Accumulating fellowships, honors, and prizes along the way — including the Guggenheim Fellowship in 2012 — the famed Iowa Writers’ Workshop in 2014 invited her to visit as a professor for a semester, promising Willis a return to her Midwestern roots.
Although born in Bahrain, Willis largely was raised in Wisconsin — where she began processing at an early age the American landscape and settlement and power dynamics, all which would surface in her award-winning poetry over time.
“I kind of fell in love with Iowa City,” Willis said of her decision to take a permanent position with the workshop in 2015. “So when I was invited back, I happily accepted.”
‘So many lovely people’
About what she loved of the UI community, Willis said, “so many things” — including its ability to offer both a small town feel and a wealth of artistic opportunity.
“I was really aware of the ways that communities that are not recognized as major art centers, but somehow have a lot of artists and writers living in them, are overlooked but have this kind of perfect mix of a lot of exciting things to do and not too many people clamoring to be there,” Willis said. “And Prairie Lights Books was a really, really big draw — seeing the way that the writing community gathered there, and the fact that there are so many people who are great readers in the city.
“And I just met so many lovely people here.”
Shortly after starting in her permanent UI role, Willis was nominated for a Pulitzer Prize in poetry — which she learned about from her colleagues.
“I thought they were making a joke,” she said. “It was not on my radar at all.”
That honor was for “Alive: New and Selected Poems” — which she published in 2015.
And nearly a decade later, Willis last year was longlisted for the National Book Award for “Liontaming in America” — which ties together threads from both American history and her own, including the Mormon religion she was born into and her Midwestern roots.
“This book is not a memoir,” she wrote. “Its memories are not mine.”

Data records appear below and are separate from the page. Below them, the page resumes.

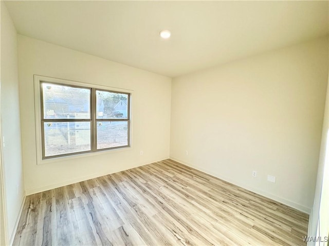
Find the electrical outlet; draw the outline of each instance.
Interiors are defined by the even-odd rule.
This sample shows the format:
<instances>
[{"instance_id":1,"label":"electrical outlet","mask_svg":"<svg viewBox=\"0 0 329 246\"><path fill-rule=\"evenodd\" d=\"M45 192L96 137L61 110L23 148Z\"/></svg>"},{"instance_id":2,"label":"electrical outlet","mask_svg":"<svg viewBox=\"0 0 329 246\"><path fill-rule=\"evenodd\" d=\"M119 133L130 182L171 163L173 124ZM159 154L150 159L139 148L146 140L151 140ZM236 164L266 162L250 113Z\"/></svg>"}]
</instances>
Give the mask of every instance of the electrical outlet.
<instances>
[{"instance_id":1,"label":"electrical outlet","mask_svg":"<svg viewBox=\"0 0 329 246\"><path fill-rule=\"evenodd\" d=\"M269 182L272 182L272 183L276 182L276 176L272 175L267 175L267 181Z\"/></svg>"}]
</instances>

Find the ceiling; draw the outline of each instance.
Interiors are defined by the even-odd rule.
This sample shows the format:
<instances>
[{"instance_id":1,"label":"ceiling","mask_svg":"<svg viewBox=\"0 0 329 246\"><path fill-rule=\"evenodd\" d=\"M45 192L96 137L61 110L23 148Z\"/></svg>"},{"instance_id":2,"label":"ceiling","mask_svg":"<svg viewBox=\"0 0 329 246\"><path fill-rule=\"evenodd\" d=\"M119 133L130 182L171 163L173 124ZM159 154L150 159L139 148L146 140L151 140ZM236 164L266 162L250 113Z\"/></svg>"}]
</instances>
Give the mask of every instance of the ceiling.
<instances>
[{"instance_id":1,"label":"ceiling","mask_svg":"<svg viewBox=\"0 0 329 246\"><path fill-rule=\"evenodd\" d=\"M17 32L169 77L328 34L328 1L6 1ZM171 31L169 39L159 32Z\"/></svg>"}]
</instances>

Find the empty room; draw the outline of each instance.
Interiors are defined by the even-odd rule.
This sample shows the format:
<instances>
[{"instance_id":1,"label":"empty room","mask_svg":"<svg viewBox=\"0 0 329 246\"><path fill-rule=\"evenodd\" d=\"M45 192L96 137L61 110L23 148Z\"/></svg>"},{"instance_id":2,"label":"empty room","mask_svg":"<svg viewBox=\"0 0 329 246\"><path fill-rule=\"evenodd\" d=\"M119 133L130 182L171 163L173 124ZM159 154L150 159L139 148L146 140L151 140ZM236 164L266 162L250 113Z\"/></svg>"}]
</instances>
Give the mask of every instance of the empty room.
<instances>
[{"instance_id":1,"label":"empty room","mask_svg":"<svg viewBox=\"0 0 329 246\"><path fill-rule=\"evenodd\" d=\"M328 1L1 10L0 245L328 245Z\"/></svg>"}]
</instances>

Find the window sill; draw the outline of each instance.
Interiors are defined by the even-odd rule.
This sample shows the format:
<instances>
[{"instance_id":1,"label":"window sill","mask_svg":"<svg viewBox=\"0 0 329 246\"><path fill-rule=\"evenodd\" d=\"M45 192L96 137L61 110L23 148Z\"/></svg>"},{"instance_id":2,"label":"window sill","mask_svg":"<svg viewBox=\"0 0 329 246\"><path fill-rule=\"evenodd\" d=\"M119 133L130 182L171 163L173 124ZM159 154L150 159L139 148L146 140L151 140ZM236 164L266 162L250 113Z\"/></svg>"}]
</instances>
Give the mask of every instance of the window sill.
<instances>
[{"instance_id":1,"label":"window sill","mask_svg":"<svg viewBox=\"0 0 329 246\"><path fill-rule=\"evenodd\" d=\"M70 160L75 159L79 159L80 158L84 158L84 157L87 157L89 156L94 156L97 155L104 155L106 154L109 154L109 153L120 152L122 151L127 151L131 150L132 149L132 148L131 147L129 147L121 148L119 149L114 149L112 150L102 150L102 151L97 151L95 152L76 154L75 155L67 155L65 156L59 156L57 157L53 157L53 158L49 158L49 159L39 160L37 162L37 165L42 165L44 164L48 164L50 163L65 161L67 160Z\"/></svg>"}]
</instances>

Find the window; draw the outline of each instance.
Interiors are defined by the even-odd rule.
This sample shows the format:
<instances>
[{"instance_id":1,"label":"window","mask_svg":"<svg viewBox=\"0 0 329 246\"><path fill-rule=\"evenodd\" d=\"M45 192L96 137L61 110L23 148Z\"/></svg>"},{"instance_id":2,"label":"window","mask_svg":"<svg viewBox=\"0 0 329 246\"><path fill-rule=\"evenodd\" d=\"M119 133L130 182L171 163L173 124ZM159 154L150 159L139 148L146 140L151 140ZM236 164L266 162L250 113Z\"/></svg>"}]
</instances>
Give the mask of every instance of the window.
<instances>
[{"instance_id":1,"label":"window","mask_svg":"<svg viewBox=\"0 0 329 246\"><path fill-rule=\"evenodd\" d=\"M130 93L39 82L42 159L130 146Z\"/></svg>"}]
</instances>

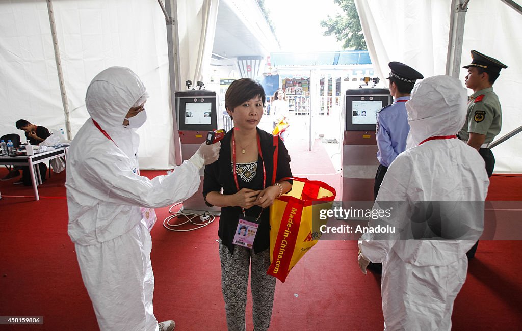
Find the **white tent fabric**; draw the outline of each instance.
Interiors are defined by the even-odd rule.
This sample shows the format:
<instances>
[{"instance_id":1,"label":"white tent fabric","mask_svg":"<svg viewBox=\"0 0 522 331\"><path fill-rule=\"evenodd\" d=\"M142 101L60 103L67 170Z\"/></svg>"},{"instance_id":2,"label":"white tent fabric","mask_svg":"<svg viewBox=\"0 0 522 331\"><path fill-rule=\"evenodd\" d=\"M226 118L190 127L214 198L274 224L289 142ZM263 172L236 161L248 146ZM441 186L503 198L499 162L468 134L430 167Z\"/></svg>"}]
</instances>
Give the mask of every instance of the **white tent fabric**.
<instances>
[{"instance_id":1,"label":"white tent fabric","mask_svg":"<svg viewBox=\"0 0 522 331\"><path fill-rule=\"evenodd\" d=\"M192 80L195 86L210 64L219 4L219 0L177 2L180 49L188 51L180 54L182 83Z\"/></svg>"},{"instance_id":2,"label":"white tent fabric","mask_svg":"<svg viewBox=\"0 0 522 331\"><path fill-rule=\"evenodd\" d=\"M210 61L218 1L177 3L181 13L177 23L184 33L179 38L184 54L182 75L197 80ZM158 3L64 0L52 4L73 137L89 117L85 93L92 78L108 67L128 67L150 95L145 107L147 121L138 130L140 166L171 167L169 156L173 151L166 152L173 134L167 39ZM15 126L20 118L50 129L65 129L46 1L0 0L0 135L17 132L24 141L23 132Z\"/></svg>"},{"instance_id":3,"label":"white tent fabric","mask_svg":"<svg viewBox=\"0 0 522 331\"><path fill-rule=\"evenodd\" d=\"M372 62L385 78L388 63L399 61L425 77L444 75L451 1L355 0ZM522 16L500 0L471 0L464 30L461 65L468 64L470 51L498 59L508 66L493 85L502 106L502 130L497 138L522 125ZM462 69L464 84L467 70ZM471 94L472 91L469 91ZM495 173L522 172L522 134L495 147Z\"/></svg>"}]
</instances>

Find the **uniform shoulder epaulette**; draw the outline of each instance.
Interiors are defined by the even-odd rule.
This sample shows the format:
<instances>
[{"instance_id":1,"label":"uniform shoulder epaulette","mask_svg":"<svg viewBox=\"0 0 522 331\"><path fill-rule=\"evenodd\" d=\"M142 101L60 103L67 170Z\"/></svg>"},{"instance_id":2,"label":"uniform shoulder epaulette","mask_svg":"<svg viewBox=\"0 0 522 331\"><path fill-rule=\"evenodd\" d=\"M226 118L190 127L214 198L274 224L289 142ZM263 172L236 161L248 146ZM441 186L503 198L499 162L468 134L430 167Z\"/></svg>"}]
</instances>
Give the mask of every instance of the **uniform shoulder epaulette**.
<instances>
[{"instance_id":1,"label":"uniform shoulder epaulette","mask_svg":"<svg viewBox=\"0 0 522 331\"><path fill-rule=\"evenodd\" d=\"M473 103L477 103L477 102L480 102L485 96L485 94L481 94L474 99L473 101Z\"/></svg>"},{"instance_id":2,"label":"uniform shoulder epaulette","mask_svg":"<svg viewBox=\"0 0 522 331\"><path fill-rule=\"evenodd\" d=\"M388 107L389 107L389 106L391 106L391 105L387 105L387 106L386 106L386 107L382 107L382 108L381 108L381 109L380 109L379 110L377 111L377 113L381 113L381 112L382 112L383 111L384 111L384 109L385 109L386 108L388 108Z\"/></svg>"}]
</instances>

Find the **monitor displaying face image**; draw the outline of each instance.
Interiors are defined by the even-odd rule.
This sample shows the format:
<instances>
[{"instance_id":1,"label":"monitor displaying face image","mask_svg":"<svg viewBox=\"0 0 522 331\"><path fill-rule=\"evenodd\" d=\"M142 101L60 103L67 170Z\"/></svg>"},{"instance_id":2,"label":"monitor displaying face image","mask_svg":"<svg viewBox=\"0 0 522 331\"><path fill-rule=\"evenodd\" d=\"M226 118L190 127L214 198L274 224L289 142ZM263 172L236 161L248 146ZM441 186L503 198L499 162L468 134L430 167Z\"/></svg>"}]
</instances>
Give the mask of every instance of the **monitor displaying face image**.
<instances>
[{"instance_id":1,"label":"monitor displaying face image","mask_svg":"<svg viewBox=\"0 0 522 331\"><path fill-rule=\"evenodd\" d=\"M377 112L382 107L381 100L352 101L352 124L375 125Z\"/></svg>"},{"instance_id":2,"label":"monitor displaying face image","mask_svg":"<svg viewBox=\"0 0 522 331\"><path fill-rule=\"evenodd\" d=\"M211 124L210 102L187 103L185 105L185 124L188 125L209 125Z\"/></svg>"},{"instance_id":3,"label":"monitor displaying face image","mask_svg":"<svg viewBox=\"0 0 522 331\"><path fill-rule=\"evenodd\" d=\"M209 91L176 92L176 119L182 131L212 131L217 129L217 98Z\"/></svg>"}]
</instances>

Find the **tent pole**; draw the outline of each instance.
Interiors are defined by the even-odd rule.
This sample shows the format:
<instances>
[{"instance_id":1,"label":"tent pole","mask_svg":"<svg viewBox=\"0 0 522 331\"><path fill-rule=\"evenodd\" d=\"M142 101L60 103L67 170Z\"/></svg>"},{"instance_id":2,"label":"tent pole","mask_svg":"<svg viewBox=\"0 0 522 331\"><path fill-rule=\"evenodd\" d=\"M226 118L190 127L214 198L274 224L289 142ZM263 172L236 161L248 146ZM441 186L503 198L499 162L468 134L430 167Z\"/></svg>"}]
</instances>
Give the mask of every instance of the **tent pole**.
<instances>
[{"instance_id":1,"label":"tent pole","mask_svg":"<svg viewBox=\"0 0 522 331\"><path fill-rule=\"evenodd\" d=\"M448 53L446 59L446 75L455 78L458 78L460 74L464 24L468 2L469 0L452 0Z\"/></svg>"},{"instance_id":2,"label":"tent pole","mask_svg":"<svg viewBox=\"0 0 522 331\"><path fill-rule=\"evenodd\" d=\"M518 14L522 14L522 6L520 6L513 0L501 0L511 8L518 12Z\"/></svg>"},{"instance_id":3,"label":"tent pole","mask_svg":"<svg viewBox=\"0 0 522 331\"><path fill-rule=\"evenodd\" d=\"M513 130L512 131L511 131L509 133L507 133L505 136L504 136L501 137L500 138L495 140L495 141L493 141L492 143L491 143L491 144L490 144L489 148L490 149L492 149L493 147L495 147L495 146L496 146L499 144L500 144L500 143L501 143L502 142L504 142L506 140L507 140L508 139L509 139L511 137L514 137L514 136L515 136L516 134L518 134L518 133L520 133L521 132L522 132L522 126L518 127L518 128L517 128L515 130Z\"/></svg>"},{"instance_id":4,"label":"tent pole","mask_svg":"<svg viewBox=\"0 0 522 331\"><path fill-rule=\"evenodd\" d=\"M158 0L161 5L161 0ZM165 10L167 13L167 48L169 51L169 77L170 81L170 105L172 109L172 127L174 131L174 151L175 163L180 165L182 162L181 155L181 141L177 126L176 114L176 99L174 96L176 88L181 85L180 77L180 43L178 40L179 33L177 28L177 5L176 0L165 0ZM162 6L162 9L163 6Z\"/></svg>"},{"instance_id":5,"label":"tent pole","mask_svg":"<svg viewBox=\"0 0 522 331\"><path fill-rule=\"evenodd\" d=\"M51 35L53 38L54 59L56 62L56 70L58 71L58 81L60 84L62 103L63 105L64 113L65 115L65 130L67 131L67 139L70 140L72 134L70 131L70 120L69 117L69 104L67 102L67 93L65 92L65 84L64 82L63 72L62 70L62 60L60 58L60 51L58 47L58 38L56 36L56 28L54 23L54 13L53 11L53 3L51 0L47 0L47 11L49 14Z\"/></svg>"}]
</instances>

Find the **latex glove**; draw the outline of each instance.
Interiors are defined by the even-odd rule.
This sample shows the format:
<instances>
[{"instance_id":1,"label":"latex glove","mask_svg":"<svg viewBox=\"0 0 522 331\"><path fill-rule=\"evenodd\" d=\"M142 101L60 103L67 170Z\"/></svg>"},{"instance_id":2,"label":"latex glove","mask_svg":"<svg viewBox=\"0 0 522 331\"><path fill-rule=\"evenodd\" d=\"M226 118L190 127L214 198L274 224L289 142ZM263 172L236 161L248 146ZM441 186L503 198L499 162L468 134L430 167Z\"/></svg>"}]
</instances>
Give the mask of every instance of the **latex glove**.
<instances>
[{"instance_id":1,"label":"latex glove","mask_svg":"<svg viewBox=\"0 0 522 331\"><path fill-rule=\"evenodd\" d=\"M210 164L218 161L218 158L219 157L219 150L221 148L221 141L211 145L207 145L206 142L204 142L188 161L201 169L204 165Z\"/></svg>"},{"instance_id":2,"label":"latex glove","mask_svg":"<svg viewBox=\"0 0 522 331\"><path fill-rule=\"evenodd\" d=\"M362 253L359 253L359 256L357 258L357 261L359 262L359 267L361 268L361 271L362 272L362 273L366 275L366 268L368 267L368 265L370 264L370 261L366 259L366 258L362 255Z\"/></svg>"}]
</instances>

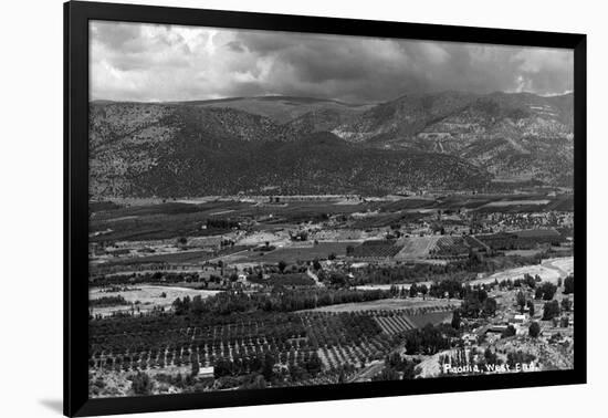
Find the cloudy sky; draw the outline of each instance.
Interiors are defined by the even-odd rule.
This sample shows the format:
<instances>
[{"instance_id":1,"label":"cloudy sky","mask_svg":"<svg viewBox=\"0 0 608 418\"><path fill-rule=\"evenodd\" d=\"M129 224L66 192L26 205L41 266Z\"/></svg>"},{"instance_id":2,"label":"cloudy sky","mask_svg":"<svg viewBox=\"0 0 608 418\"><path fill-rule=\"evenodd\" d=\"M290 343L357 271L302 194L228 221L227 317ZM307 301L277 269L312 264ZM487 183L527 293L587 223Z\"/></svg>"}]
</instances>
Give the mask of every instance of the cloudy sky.
<instances>
[{"instance_id":1,"label":"cloudy sky","mask_svg":"<svg viewBox=\"0 0 608 418\"><path fill-rule=\"evenodd\" d=\"M91 98L296 95L380 102L409 93L562 94L573 53L140 23L91 23Z\"/></svg>"}]
</instances>

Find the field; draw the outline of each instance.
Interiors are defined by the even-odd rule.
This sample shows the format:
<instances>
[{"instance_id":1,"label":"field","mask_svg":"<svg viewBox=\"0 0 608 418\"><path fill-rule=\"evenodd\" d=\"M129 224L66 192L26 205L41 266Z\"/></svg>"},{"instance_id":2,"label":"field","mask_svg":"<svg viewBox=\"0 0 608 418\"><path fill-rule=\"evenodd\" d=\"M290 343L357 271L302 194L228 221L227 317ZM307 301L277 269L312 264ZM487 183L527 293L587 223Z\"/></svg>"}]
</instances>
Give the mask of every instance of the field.
<instances>
[{"instance_id":1,"label":"field","mask_svg":"<svg viewBox=\"0 0 608 418\"><path fill-rule=\"evenodd\" d=\"M538 274L543 281L557 283L559 279L565 279L574 272L574 257L544 260L542 264L526 265L515 269L509 269L489 275L488 278L471 281L471 285L493 283L494 281L523 279L524 274Z\"/></svg>"},{"instance_id":2,"label":"field","mask_svg":"<svg viewBox=\"0 0 608 418\"><path fill-rule=\"evenodd\" d=\"M95 306L91 311L94 315L99 314L102 316L112 315L115 312L130 312L132 309L136 309L139 312L149 312L155 307L164 307L165 310L171 306L171 303L177 297L185 296L197 296L201 295L202 297L208 297L218 293L218 291L208 291L208 290L195 290L188 288L178 288L178 286L163 286L163 285L150 285L141 284L126 288L128 290L120 290L118 292L105 292L107 288L92 288L88 291L90 300L99 299L103 296L123 296L128 303L133 304L133 307L129 305L118 305L118 306ZM165 296L163 296L165 293Z\"/></svg>"},{"instance_id":3,"label":"field","mask_svg":"<svg viewBox=\"0 0 608 418\"><path fill-rule=\"evenodd\" d=\"M310 247L289 247L279 248L270 252L249 251L247 253L239 254L237 258L232 258L234 262L259 262L259 263L277 263L284 261L286 263L295 263L297 261L306 260L325 260L329 254L345 255L346 248L354 245L352 241L344 242L319 242L316 245L311 243Z\"/></svg>"},{"instance_id":4,"label":"field","mask_svg":"<svg viewBox=\"0 0 608 418\"><path fill-rule=\"evenodd\" d=\"M410 237L399 240L403 245L401 251L395 255L396 260L423 259L429 255L429 251L437 244L441 237Z\"/></svg>"}]
</instances>

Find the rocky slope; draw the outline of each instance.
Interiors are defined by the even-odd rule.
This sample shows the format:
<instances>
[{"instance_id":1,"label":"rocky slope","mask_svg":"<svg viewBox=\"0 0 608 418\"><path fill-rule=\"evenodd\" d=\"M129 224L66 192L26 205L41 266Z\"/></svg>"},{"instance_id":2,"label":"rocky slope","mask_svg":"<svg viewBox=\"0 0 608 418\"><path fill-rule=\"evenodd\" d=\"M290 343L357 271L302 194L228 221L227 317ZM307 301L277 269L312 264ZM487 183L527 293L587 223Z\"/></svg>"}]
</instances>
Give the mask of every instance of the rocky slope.
<instances>
[{"instance_id":1,"label":"rocky slope","mask_svg":"<svg viewBox=\"0 0 608 418\"><path fill-rule=\"evenodd\" d=\"M481 190L572 181L572 95L90 105L93 198Z\"/></svg>"}]
</instances>

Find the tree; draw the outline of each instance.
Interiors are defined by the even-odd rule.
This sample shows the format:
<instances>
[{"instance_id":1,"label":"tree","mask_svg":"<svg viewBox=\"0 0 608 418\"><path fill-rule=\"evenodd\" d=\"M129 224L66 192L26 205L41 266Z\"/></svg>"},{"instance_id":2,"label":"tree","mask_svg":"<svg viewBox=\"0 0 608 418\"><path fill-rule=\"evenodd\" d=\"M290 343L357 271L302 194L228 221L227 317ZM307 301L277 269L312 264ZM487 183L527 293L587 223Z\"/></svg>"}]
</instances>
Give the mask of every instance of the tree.
<instances>
[{"instance_id":1,"label":"tree","mask_svg":"<svg viewBox=\"0 0 608 418\"><path fill-rule=\"evenodd\" d=\"M502 333L503 338L507 338L513 335L515 335L515 327L513 325L509 325Z\"/></svg>"},{"instance_id":2,"label":"tree","mask_svg":"<svg viewBox=\"0 0 608 418\"><path fill-rule=\"evenodd\" d=\"M137 375L132 377L132 389L135 395L150 395L154 382L146 373L137 372Z\"/></svg>"},{"instance_id":3,"label":"tree","mask_svg":"<svg viewBox=\"0 0 608 418\"><path fill-rule=\"evenodd\" d=\"M549 282L543 282L536 291L534 292L534 299L543 299L545 301L551 301L557 292L557 286Z\"/></svg>"},{"instance_id":4,"label":"tree","mask_svg":"<svg viewBox=\"0 0 608 418\"><path fill-rule=\"evenodd\" d=\"M517 300L517 305L520 306L520 313L524 313L524 307L526 305L526 295L525 295L525 293L522 292L522 291L518 291L516 300Z\"/></svg>"},{"instance_id":5,"label":"tree","mask_svg":"<svg viewBox=\"0 0 608 418\"><path fill-rule=\"evenodd\" d=\"M314 259L313 261L313 269L321 270L321 263L318 262L318 259Z\"/></svg>"},{"instance_id":6,"label":"tree","mask_svg":"<svg viewBox=\"0 0 608 418\"><path fill-rule=\"evenodd\" d=\"M281 271L281 273L282 273L282 272L285 271L285 268L287 267L287 263L284 262L283 260L281 260L281 261L279 262L277 267L279 267L279 271Z\"/></svg>"},{"instance_id":7,"label":"tree","mask_svg":"<svg viewBox=\"0 0 608 418\"><path fill-rule=\"evenodd\" d=\"M483 301L482 315L494 316L495 313L496 313L496 300L494 297L488 297L485 301Z\"/></svg>"},{"instance_id":8,"label":"tree","mask_svg":"<svg viewBox=\"0 0 608 418\"><path fill-rule=\"evenodd\" d=\"M557 286L549 282L543 283L541 288L543 289L543 299L545 301L551 301L555 295L555 292L557 292Z\"/></svg>"},{"instance_id":9,"label":"tree","mask_svg":"<svg viewBox=\"0 0 608 418\"><path fill-rule=\"evenodd\" d=\"M412 283L411 286L409 286L409 296L413 297L418 294L418 285L416 283Z\"/></svg>"},{"instance_id":10,"label":"tree","mask_svg":"<svg viewBox=\"0 0 608 418\"><path fill-rule=\"evenodd\" d=\"M574 275L568 275L564 280L564 294L574 293Z\"/></svg>"},{"instance_id":11,"label":"tree","mask_svg":"<svg viewBox=\"0 0 608 418\"><path fill-rule=\"evenodd\" d=\"M530 328L527 331L531 337L536 338L541 334L541 325L538 325L537 322L533 322L530 324Z\"/></svg>"},{"instance_id":12,"label":"tree","mask_svg":"<svg viewBox=\"0 0 608 418\"><path fill-rule=\"evenodd\" d=\"M192 359L192 370L190 373L191 376L197 376L200 372L200 364L198 356Z\"/></svg>"},{"instance_id":13,"label":"tree","mask_svg":"<svg viewBox=\"0 0 608 418\"><path fill-rule=\"evenodd\" d=\"M534 302L532 301L527 301L527 309L528 309L528 313L530 313L530 316L534 316Z\"/></svg>"},{"instance_id":14,"label":"tree","mask_svg":"<svg viewBox=\"0 0 608 418\"><path fill-rule=\"evenodd\" d=\"M543 306L543 321L551 321L559 315L559 303L551 301Z\"/></svg>"}]
</instances>

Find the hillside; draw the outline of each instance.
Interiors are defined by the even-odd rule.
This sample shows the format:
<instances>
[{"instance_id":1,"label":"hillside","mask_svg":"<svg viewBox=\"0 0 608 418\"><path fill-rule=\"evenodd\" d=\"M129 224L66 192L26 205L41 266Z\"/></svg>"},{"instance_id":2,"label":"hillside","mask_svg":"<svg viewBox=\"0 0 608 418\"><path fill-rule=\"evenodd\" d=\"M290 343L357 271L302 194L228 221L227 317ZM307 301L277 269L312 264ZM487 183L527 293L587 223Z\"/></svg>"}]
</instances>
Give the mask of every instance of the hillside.
<instances>
[{"instance_id":1,"label":"hillside","mask_svg":"<svg viewBox=\"0 0 608 418\"><path fill-rule=\"evenodd\" d=\"M90 105L91 195L390 194L572 182L572 95L371 105L298 97Z\"/></svg>"},{"instance_id":2,"label":"hillside","mask_svg":"<svg viewBox=\"0 0 608 418\"><path fill-rule=\"evenodd\" d=\"M369 146L464 158L499 179L568 186L573 95L409 95L380 104L333 132ZM572 171L572 170L569 170Z\"/></svg>"}]
</instances>

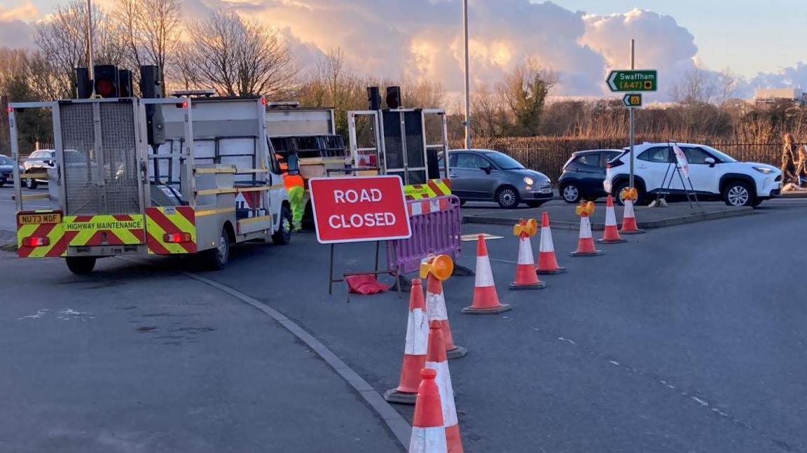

Although Willis’ personal attachment to Iowa City didn’t come until later in life, she said her roots run deep — with a great-great-aunt moving to town in 1849 after marrying a Johnson County pharmacist.
When he died, Willis said, her aunt married Ezekiel Clark — an Iowa City-based state senator in the 1800s.
“Grant Wood has a role in my book as well,” she said. “In many ways, I think that my move to Iowa City was crucial in bringing a lot of the book’s threads together.”
Vanessa Miller covers higher education for The Gazette.